I even take it a step further in the classroom. Beating up stuffed animals, or toy babies, is not allowed. The kids will routinely say, "but it's not real, why can't I smack it against the floor?" When we get our kids to think about why it's not ok, and talk about why it's not ok, that is when they begin to understand the connection themselves. Meanness, whether through actions or thoughts, is not ok. It leads to the assumption that meanness is a quality that we approve of, when we should not.
My ultimate goal is to teach about spiders for opinion writing, lifecycle knowledge, knowledge of scientific facts and future occupations. It is also my goal to quell fears and anxiety young children have about spiders in general. Yet in the end the most important lesson comes from the conversations we have about, "Fred." Fred is whatever spider takes up residence in our classroom.

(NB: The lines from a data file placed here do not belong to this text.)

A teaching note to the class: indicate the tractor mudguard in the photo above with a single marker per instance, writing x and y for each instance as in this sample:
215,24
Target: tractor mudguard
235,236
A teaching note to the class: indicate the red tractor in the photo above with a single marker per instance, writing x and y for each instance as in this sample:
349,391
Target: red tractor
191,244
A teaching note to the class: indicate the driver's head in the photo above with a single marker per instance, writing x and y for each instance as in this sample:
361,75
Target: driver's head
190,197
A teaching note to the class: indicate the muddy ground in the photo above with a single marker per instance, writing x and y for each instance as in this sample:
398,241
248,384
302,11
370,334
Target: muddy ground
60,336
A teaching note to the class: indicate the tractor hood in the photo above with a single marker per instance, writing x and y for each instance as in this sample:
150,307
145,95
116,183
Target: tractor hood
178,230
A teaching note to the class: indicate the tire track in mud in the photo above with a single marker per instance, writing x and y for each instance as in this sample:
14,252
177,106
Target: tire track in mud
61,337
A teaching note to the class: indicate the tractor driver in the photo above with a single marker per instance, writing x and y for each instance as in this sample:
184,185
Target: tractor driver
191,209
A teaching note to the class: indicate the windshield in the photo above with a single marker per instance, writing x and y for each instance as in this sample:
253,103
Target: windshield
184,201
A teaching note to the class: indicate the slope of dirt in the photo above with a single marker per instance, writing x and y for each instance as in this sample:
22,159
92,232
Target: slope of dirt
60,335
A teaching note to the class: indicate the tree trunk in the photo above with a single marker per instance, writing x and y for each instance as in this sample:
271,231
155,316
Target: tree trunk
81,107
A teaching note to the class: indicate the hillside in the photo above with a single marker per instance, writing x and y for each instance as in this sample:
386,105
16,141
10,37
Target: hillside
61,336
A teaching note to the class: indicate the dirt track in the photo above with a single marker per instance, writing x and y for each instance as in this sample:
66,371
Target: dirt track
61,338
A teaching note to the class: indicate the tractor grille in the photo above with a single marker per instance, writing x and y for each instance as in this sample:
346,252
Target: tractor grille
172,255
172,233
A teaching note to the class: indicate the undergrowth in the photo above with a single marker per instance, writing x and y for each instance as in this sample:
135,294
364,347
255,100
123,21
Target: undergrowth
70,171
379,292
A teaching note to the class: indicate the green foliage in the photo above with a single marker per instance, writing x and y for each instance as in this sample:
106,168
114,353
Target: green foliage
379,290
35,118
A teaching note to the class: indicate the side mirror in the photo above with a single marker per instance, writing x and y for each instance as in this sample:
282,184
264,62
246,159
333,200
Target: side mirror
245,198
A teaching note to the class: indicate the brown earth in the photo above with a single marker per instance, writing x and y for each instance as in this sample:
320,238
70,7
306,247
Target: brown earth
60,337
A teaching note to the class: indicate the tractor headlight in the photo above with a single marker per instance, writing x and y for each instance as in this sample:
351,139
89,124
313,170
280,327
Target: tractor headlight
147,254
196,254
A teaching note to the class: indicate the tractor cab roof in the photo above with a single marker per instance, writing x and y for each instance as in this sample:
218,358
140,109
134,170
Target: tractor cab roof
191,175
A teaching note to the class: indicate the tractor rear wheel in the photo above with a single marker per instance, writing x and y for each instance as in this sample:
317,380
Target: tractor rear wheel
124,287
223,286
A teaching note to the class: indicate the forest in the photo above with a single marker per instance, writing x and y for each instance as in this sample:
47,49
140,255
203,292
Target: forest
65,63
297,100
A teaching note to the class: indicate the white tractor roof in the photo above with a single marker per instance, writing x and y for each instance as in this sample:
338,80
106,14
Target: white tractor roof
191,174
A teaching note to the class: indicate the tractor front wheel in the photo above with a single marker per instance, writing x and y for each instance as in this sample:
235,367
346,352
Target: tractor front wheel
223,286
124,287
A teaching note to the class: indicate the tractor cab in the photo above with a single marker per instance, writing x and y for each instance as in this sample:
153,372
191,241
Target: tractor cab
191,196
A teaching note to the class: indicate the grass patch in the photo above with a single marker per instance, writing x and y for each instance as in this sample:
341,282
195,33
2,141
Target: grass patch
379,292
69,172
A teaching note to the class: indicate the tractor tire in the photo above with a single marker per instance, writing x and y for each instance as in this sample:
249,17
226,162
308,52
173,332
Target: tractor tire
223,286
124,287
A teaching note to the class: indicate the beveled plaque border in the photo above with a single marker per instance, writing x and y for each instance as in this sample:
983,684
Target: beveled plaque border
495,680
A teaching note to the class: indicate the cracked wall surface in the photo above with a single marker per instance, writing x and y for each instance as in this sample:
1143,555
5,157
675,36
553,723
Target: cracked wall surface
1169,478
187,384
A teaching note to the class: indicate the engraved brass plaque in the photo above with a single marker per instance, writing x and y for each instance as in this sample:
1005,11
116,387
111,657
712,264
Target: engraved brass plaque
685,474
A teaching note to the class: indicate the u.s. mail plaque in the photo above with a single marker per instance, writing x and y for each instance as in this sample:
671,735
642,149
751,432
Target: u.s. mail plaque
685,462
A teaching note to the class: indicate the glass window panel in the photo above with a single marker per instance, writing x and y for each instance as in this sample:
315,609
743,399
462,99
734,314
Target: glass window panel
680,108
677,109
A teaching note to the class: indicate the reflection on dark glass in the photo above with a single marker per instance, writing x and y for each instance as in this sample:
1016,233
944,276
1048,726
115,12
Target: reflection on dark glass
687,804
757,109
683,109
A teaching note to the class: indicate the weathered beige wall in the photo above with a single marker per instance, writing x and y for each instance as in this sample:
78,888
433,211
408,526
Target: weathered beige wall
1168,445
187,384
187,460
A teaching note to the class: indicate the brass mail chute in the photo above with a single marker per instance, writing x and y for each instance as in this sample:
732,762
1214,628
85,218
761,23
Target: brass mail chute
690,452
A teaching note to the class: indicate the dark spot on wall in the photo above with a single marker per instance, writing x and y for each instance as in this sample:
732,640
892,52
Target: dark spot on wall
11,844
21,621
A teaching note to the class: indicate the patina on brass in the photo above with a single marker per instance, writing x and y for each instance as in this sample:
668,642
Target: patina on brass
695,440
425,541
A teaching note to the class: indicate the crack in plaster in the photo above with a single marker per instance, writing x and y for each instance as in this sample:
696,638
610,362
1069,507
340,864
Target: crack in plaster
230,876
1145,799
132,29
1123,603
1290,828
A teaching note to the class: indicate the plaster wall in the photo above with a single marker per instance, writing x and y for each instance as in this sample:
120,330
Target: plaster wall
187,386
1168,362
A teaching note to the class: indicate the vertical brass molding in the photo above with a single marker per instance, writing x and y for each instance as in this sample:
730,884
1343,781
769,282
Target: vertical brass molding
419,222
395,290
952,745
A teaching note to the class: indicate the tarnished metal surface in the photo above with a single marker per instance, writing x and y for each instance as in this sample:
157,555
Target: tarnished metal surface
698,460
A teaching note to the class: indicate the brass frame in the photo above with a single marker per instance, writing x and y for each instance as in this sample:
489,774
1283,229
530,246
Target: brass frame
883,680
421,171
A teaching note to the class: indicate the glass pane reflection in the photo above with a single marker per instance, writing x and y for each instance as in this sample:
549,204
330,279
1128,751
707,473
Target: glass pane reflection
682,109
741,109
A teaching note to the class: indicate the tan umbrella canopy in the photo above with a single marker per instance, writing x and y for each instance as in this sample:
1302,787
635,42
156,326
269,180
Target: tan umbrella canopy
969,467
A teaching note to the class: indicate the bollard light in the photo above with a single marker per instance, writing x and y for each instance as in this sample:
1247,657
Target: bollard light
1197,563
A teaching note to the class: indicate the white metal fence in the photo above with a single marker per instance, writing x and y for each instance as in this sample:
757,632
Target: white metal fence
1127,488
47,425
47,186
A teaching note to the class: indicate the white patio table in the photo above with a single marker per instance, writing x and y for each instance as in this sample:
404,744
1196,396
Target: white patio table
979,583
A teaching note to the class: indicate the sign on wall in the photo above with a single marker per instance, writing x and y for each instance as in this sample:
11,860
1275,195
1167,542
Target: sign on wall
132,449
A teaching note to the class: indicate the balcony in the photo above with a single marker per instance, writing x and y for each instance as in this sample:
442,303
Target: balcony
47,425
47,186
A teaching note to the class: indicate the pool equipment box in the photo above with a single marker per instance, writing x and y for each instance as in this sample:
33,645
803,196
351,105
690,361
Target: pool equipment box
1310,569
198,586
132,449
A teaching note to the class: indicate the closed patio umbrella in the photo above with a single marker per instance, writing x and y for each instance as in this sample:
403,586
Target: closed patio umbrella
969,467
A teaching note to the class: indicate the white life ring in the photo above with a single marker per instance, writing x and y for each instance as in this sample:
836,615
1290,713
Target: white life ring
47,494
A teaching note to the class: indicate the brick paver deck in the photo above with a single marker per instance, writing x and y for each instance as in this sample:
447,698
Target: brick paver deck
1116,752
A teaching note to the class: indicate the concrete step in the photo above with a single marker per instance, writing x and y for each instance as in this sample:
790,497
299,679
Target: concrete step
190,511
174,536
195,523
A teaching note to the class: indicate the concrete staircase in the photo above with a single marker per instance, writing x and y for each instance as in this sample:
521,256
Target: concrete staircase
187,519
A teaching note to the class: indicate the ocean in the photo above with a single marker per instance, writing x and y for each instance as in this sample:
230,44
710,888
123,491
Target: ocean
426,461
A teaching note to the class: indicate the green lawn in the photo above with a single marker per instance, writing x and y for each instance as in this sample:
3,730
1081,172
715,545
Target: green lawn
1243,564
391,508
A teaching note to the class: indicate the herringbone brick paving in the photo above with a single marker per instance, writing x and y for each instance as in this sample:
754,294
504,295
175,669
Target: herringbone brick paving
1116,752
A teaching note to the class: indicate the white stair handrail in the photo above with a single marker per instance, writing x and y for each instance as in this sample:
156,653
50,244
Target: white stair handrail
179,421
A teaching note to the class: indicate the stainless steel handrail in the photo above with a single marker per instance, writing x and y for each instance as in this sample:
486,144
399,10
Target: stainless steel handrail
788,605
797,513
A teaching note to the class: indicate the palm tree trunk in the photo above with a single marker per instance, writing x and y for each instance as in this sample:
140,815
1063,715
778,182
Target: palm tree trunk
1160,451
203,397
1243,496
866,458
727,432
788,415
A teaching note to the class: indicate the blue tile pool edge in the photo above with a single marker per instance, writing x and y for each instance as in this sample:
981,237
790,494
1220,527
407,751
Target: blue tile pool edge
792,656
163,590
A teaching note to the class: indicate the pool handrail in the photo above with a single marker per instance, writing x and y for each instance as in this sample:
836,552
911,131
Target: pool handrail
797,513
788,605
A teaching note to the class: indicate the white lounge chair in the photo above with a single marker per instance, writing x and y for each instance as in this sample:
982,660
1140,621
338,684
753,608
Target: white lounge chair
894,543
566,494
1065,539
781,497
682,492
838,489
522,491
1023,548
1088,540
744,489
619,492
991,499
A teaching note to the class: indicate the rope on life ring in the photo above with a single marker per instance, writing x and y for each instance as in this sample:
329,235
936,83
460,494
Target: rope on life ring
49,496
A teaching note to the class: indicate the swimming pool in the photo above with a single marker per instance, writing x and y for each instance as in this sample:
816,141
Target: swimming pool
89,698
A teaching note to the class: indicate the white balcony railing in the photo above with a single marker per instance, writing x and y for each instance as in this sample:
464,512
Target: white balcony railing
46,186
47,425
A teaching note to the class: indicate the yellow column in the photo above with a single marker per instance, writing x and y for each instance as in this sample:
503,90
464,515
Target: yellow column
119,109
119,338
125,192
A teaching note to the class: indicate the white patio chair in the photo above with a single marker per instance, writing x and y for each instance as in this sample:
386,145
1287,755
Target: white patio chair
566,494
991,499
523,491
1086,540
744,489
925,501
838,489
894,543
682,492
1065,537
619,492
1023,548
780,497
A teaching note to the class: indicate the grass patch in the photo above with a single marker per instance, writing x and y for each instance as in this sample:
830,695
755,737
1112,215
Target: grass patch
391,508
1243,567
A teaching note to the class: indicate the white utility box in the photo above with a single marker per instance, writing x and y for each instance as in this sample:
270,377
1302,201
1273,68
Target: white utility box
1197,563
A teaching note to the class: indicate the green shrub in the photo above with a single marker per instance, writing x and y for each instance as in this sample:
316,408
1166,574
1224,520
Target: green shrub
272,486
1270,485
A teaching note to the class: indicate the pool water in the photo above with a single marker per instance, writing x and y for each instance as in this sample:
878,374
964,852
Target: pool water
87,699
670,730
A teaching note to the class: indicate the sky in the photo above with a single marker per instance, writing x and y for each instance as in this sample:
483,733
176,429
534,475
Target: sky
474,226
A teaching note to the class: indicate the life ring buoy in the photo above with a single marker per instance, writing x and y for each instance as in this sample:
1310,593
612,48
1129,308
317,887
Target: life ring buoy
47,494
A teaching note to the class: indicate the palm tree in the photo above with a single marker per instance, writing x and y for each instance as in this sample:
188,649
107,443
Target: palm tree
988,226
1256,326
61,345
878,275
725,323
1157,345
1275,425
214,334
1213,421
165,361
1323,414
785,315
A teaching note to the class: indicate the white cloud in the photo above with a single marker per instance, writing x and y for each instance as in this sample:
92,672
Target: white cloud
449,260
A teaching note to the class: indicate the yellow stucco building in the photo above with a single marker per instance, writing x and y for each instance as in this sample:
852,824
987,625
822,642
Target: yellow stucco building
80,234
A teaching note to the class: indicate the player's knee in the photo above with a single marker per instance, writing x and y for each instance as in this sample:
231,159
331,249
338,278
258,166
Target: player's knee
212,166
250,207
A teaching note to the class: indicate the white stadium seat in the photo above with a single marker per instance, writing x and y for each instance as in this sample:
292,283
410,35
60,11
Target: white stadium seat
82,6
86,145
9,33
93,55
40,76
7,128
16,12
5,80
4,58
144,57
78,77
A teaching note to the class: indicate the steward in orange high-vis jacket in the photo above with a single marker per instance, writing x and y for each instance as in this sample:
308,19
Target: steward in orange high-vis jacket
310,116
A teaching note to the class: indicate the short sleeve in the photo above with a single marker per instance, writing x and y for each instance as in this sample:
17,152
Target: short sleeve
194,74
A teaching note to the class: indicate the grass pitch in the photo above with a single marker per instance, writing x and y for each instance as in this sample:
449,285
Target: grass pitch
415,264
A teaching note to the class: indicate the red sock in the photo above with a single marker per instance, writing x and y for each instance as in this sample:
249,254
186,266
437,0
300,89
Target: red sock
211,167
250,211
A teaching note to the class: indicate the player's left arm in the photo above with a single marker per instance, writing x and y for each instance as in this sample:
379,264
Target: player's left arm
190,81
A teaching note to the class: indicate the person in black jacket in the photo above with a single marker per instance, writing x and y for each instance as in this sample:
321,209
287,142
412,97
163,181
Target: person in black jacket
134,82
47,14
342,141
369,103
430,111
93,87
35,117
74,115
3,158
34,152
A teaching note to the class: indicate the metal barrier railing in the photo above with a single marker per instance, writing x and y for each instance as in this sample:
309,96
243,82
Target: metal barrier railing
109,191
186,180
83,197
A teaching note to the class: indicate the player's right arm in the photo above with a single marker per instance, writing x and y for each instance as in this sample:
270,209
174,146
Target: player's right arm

Always small and innocuous Fred gives a name, and therefore meaning, to the life of the object--in this case, an arachnid. Fred is living his life, minding his business, as we are. My kiddos go from freaking out about Fred/wanting to kill Fred, to ignoring Fred/saying "hi" and leaving Fred alone. Parents thank me when their over anxious kiddos no longer freak out, but instead explain facts about spiders.
So each time I hear one of my former, or current, students speaking up for not killing a bug or spider I give myself a point. It's my passion, it's important, and I'm changing the world...one kindergartener at a time...
PS--I tell my students, as well as their parents, that by no means am I abdicating for taking a spider as a pet. Or petting a spider, or otherwise engaging in dangerous activities. My goal is one of understanding and respect.